Marcombe's balanced evaluation of the character and fate of the Order of St. Lazarus in England is based on a meticulous collation and analysis of the evidence. On the other hand, his contribution to a systematic reassessment of medieval leprosy might have been enhanced by more precise interpretations and identifications of some key assertions, texts, and illustrations. It is tantalizing to find no original source cited for the claims that "Lazarus' ailment has traditionally been taken to be leprosy" (4), that Saint George was "traditionally invoked in the cure of leprosy, probably because of the scaly skin of the dragon" (92), or that bryony or wild nep was "known in the fourteenth century as an antidote to leprosy" (245). Footnotes do not contain textual quotations, even in the case of crucial documents.
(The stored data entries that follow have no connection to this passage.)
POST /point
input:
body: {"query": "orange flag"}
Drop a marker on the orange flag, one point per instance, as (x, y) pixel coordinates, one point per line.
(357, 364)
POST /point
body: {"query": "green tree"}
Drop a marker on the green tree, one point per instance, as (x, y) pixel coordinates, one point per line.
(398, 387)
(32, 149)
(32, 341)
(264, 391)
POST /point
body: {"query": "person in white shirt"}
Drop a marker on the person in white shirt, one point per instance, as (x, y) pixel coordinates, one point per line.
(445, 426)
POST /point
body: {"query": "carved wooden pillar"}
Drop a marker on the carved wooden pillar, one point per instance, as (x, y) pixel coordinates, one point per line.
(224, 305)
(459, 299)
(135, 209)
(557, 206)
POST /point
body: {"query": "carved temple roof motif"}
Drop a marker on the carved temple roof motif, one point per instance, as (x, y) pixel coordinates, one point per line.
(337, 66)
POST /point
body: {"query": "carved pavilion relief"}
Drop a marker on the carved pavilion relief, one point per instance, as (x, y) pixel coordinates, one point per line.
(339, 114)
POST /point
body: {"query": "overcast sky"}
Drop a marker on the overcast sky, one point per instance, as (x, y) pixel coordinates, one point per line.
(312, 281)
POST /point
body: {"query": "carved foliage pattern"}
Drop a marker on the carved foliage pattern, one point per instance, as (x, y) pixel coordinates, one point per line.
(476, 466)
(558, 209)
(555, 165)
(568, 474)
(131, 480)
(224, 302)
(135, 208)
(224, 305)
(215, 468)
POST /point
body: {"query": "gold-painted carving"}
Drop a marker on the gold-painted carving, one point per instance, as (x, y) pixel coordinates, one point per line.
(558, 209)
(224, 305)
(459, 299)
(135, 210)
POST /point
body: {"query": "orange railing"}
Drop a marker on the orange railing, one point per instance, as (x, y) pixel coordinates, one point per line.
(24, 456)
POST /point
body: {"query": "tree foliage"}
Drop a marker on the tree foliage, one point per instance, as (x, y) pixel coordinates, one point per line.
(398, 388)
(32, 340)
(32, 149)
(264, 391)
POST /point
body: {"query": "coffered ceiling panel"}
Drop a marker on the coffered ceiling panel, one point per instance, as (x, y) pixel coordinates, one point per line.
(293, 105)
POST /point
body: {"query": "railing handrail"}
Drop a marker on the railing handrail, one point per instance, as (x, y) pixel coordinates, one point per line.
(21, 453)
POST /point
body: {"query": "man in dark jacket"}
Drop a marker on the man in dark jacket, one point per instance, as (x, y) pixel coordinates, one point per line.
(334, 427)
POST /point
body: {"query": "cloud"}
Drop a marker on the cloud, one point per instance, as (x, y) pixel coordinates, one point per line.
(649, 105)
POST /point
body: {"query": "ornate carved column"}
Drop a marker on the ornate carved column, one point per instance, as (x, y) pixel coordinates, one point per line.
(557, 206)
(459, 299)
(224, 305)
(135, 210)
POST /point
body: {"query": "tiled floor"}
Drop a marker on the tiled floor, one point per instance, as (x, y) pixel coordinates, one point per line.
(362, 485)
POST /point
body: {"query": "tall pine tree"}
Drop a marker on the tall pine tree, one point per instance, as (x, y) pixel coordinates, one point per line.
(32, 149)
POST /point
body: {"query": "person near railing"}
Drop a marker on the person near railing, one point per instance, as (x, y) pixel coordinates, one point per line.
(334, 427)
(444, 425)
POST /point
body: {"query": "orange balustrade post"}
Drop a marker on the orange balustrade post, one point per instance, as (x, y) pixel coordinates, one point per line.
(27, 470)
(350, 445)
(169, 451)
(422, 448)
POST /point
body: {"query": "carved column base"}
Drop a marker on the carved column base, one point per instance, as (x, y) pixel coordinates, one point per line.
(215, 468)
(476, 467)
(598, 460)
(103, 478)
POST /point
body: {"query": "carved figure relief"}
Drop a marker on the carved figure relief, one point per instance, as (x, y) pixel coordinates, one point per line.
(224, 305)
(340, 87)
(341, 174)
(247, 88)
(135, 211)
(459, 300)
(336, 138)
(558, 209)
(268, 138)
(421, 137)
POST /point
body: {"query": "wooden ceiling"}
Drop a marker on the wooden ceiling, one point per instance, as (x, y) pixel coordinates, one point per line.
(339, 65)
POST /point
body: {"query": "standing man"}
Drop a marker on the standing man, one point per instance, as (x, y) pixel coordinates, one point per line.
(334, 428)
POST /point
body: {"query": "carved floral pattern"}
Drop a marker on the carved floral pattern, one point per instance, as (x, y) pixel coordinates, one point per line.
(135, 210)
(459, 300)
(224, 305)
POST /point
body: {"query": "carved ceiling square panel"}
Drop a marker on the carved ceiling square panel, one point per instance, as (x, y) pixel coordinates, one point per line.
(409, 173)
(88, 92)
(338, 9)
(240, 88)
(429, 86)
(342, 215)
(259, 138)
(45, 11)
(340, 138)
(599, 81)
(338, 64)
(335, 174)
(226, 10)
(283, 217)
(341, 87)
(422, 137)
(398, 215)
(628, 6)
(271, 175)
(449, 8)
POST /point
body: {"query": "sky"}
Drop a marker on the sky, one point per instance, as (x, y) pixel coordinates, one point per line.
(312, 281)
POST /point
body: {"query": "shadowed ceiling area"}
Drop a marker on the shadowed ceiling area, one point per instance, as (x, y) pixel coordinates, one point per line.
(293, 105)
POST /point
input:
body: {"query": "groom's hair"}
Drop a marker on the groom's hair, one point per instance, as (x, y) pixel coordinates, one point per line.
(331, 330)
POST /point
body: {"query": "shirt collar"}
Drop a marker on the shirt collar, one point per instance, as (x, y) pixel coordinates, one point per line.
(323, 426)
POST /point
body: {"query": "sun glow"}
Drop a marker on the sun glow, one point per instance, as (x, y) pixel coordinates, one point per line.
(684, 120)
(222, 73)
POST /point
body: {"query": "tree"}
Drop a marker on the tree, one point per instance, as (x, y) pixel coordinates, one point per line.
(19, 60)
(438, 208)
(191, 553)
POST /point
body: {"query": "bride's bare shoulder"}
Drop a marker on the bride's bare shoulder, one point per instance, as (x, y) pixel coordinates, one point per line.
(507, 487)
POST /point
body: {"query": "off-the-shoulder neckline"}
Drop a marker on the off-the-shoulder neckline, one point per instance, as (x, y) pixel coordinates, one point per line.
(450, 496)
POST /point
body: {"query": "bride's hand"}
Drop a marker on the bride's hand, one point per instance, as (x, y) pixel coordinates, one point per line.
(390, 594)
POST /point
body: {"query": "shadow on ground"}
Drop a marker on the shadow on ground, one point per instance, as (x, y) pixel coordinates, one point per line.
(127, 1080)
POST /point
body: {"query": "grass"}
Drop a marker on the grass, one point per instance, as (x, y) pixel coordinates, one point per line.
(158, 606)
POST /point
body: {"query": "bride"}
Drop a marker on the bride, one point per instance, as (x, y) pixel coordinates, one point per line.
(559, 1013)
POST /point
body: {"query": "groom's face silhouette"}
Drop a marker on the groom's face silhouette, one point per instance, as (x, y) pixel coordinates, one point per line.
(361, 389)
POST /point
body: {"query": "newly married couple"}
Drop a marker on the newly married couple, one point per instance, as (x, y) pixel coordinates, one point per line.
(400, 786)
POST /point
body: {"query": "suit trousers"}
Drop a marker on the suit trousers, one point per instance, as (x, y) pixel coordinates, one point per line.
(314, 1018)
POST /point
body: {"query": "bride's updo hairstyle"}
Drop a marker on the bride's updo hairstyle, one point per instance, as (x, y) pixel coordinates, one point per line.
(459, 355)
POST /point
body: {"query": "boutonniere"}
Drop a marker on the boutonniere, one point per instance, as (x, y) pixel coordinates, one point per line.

When an important invective of 1567 is quoted at length in the discussion (184-185), an indication whether the original was in Latin or English might have shed light on the significance of a phrase such as "wretched men" (185)-- whose Latin version, miselli was the root of the term "meselry"-- or brought the poem into closer connection with the painted caricature which it accompanied (Plate 29, p. 186). Illustrations tend to be under-identified, beginning with Plate 1, which is simply assigned to "a seventeenth-century Bible" (3). These are mere quibbles, however, and they do not diminish this reviewer's appreciation and gratitude for a book that is as fascinating as it is scholarly.